The Bangladesh Road Transport Authority submitted a draft of rules for the act in May and the division formed a 10-member committee, led by its Additional Secretary Abdul Malek, to scrutinise the rules.

“I don’t think we will be able to finalise the rules before [November 1]. I think we have been able to complete 50 percent of our job,” he told this correspondent last night.

The Motor Vehicles Ordinance will be cancelled once the new law is put into effect.

THE ACT

Thirty-four years ago, the maximum punishment for causing death by reckless and negligent driving was a jail term of seven years. But in the face of truckers’ protests in 1985, the Ershad government reduced the term of imprisonment to three years by amending the Penal Code.

Anguished over growing incidents of reckless driving, road safety campaigners have long been demanding that the government increase the punishment to at least 10 years for causing death by rash driving.

Following a writ petition that challenged the 1985 amendment, the High Court in a 2014 verdict declared void the amendment that reduced the jail term.

In March 2017, the cabinet approved in principle a proposed legislation titled Road Transport Act. But it gathered dust at the law ministry for more than a year amid opposition of transport owners and workers to some of its provisions.

But the cabinet gave final approval to the draft in August last year amid student agitation for safer roads.

The demonstrations were triggered by the death of two college students in the capital on July 29.

The parliament on September 19 last year passed the act with a maximum punishment of five years’ imprisonment for causing death to a person by reckless driving.

CONTROVERSIES

The act drew strong criticism from road safety campaigners who termed it too lenient.

On the other hand, Bangladesh Road Transport Workers Federation observed a two-day strike on October 28-29 last year demanding changes to the law.

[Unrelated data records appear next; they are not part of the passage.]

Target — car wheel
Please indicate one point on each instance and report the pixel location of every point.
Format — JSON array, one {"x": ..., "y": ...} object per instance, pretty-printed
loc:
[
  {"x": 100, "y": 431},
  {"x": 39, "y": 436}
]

Bangladesh Goods Transport Owners-Workers United Council also observed a strike for three days in Dhaka demanding the same.

Amid this situation, a three-minister committee led by Home Minister Asaduzzaman Khan was formed on February 17 to look into how the act could be implemented.

Khondaker Enayet Ullah, secretary general of Bangladesh Road Transport Owners Association, said they have recommended several amendments after the law was passed.

“The authorities said they will analyse the recommendations after the law comes into effect,” he told The Daily Star.

“We hope the rules would be framed soon.”